Another point is also relevant not just locally but nationally. Other than the City Center/PAC and Central Park, both investments that can certainly be challenged as to their merits, the majority of Carmel’s spending and debt has gone towards roads. We’re talking 50 roundabouts, 5% of the entire US total, and many, many miles of arterial street improvements, including this Keystone project. With infrastructure like the road network, there is no question that you are paying one way or the other. The only debate is in what currency. Will you pay in dollars or will you pay in congestion, pollution, and reduced quality of life and attractiveness of your town? That’s the choice at hand. I’m very confident that any economic analysis of the Keystone Ave. project would show that, even at $140 million, the project will generate strong net positive benefits in user costs alone.
Some people say we can’t afford to upgrade our transportation infrastructure. The fact is, we can’t afford not to. Every year that goes by the price only goes up, up, up. While with the recession on, construction inflation may even go into reverse this year, the long run trend is clear. The price of civic sector construction projects is increasing at a rate in excess of consumer price inflation. This means every year you don’t fix the problem, there’s not just another year of congestion and suffering, but the price tag for fixing it only grows further and further out of reach. Just ask Hendricks County as they struggle to figure out how to pay for a Ronald Reagan Parkway project that has spiraled out of control on costs over the decade plus the county didn’t build it. Ask Louisville, Kentucky which spent 40 years debating where to build a bridge, only to discover they now face a $4.1 billion price tag to do it.
So with this, as with other things, Carmel is ahead of the game. One can enjoy the pain they are going through now to get the project done.

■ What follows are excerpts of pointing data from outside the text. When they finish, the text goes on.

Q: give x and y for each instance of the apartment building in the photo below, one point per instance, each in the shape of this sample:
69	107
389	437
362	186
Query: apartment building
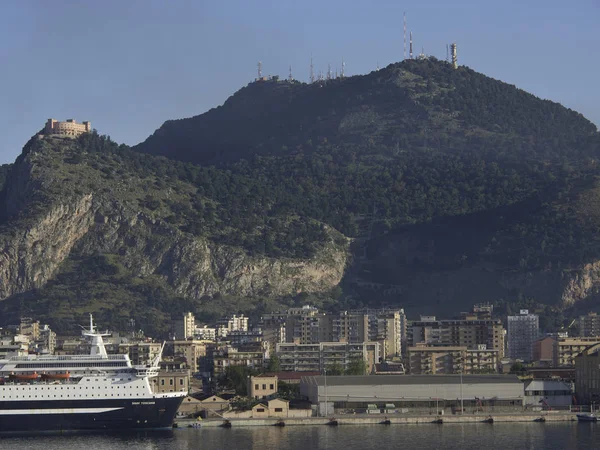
326	355
425	359
589	325
523	331
251	355
470	332
262	387
141	352
567	349
587	375
307	325
173	381
191	350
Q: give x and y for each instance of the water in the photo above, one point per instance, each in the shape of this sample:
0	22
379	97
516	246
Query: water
447	437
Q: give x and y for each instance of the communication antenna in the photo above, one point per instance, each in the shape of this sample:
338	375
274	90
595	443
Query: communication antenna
404	35
453	52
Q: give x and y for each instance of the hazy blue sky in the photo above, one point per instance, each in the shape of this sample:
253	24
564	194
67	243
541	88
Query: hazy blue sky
127	66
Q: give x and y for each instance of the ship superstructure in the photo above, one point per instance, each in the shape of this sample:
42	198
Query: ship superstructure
82	392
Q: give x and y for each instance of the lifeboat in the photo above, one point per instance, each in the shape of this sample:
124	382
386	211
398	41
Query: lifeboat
24	376
56	376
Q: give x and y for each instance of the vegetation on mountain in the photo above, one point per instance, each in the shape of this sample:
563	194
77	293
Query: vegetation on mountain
435	173
3	171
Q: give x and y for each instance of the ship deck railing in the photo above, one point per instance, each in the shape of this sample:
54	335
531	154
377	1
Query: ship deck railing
119	357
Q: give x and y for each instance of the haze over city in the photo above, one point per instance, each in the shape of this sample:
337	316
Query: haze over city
129	66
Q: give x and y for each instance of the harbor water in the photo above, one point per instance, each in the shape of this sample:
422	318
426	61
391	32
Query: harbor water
571	435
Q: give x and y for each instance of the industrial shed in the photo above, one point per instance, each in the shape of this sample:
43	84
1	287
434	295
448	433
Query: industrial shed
484	393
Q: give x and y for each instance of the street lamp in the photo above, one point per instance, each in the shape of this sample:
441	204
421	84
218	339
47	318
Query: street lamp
326	408
462	408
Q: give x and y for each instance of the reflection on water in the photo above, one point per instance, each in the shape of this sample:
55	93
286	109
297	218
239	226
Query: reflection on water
448	436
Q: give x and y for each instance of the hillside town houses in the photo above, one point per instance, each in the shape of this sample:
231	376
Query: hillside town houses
301	346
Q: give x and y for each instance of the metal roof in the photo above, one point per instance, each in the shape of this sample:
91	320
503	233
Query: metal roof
373	380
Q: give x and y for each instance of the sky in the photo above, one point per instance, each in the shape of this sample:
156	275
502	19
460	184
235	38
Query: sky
128	66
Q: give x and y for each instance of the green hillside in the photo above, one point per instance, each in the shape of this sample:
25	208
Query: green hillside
416	186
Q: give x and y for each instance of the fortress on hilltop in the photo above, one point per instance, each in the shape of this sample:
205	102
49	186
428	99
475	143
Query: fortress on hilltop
68	128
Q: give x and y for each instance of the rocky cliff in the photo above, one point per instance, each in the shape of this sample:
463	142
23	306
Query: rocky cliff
62	204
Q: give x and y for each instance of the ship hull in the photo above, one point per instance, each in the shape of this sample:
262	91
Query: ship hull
87	415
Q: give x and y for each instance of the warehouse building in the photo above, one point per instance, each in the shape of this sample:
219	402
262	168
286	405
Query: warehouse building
406	393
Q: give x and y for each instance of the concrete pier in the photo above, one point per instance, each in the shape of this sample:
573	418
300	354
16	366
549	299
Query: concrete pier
343	420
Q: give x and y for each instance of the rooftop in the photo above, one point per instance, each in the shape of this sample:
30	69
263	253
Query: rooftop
409	380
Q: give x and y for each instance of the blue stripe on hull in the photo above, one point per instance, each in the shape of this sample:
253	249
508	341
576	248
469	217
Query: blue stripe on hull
120	415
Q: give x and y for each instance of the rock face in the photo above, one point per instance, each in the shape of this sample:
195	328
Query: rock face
50	219
581	284
30	256
195	267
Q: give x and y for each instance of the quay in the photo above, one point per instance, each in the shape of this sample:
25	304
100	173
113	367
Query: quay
390	419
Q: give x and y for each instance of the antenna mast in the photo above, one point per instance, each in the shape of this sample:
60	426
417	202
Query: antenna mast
405	35
453	52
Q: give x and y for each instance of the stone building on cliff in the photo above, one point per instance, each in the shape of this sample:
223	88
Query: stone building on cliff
68	128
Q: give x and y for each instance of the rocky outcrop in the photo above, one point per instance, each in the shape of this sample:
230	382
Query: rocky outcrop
196	267
580	284
31	254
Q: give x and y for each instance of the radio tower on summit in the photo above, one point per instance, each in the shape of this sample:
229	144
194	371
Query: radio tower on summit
404	35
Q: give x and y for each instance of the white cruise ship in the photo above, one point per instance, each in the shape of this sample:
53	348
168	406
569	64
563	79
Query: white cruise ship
82	392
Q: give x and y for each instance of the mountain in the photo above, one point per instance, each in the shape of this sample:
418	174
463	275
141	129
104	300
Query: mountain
456	188
416	104
416	186
89	226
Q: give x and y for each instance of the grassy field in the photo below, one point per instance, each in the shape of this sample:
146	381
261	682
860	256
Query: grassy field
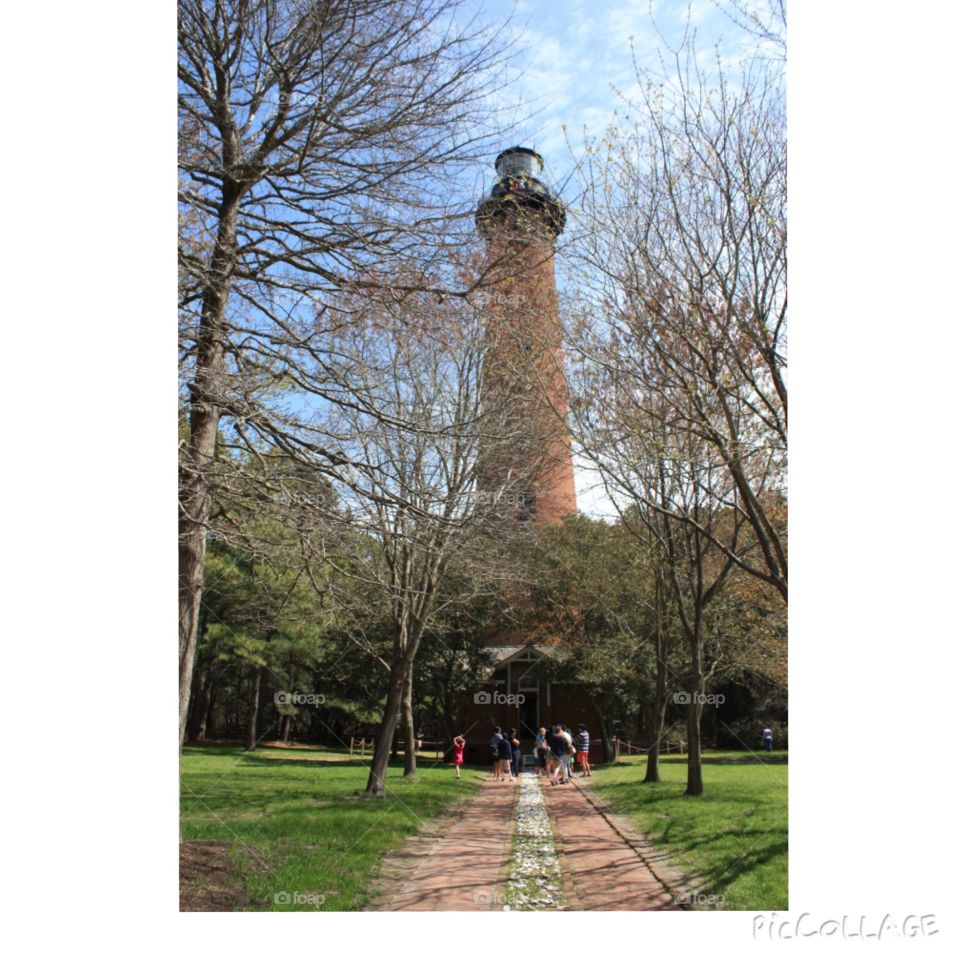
298	840
732	840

But when you fast forward and see what Fishers and Noblesville are going to go through because SR 37 is not getting fixed, I think you’ll see Carmel is probably making the right move by holding their nose and paying the $140 million to fix their problems today rather than punting them down the road to the next generation. Other places across America should be paying attention.
I want to stress that I’m not someone who is any fan of high government spending. My tax bills are beyond unbelievable, and I’m not eager to see them go up. There’s plenty of government spending out there I’d love the opportunity to take the scalpel too. I think this economy creates a golden opportunity to attack the fat in government, such as eliminating Indiana’s 1008 townships. But I think we need to take a long term view and not a short term one. Think about the staying power and long run competitiveness of the communities we are building. Look at the ruins of formerly prosperous places that did not do this, and the immense costs that we pay as a society today for that. The best way to keep taxes and spending low in the long term is to make sure we build healthy, growing, prosperous communities for the future, not engaging in the save a buck at any cost today mentality or passing the buck on dealing with critical problems to the next generation.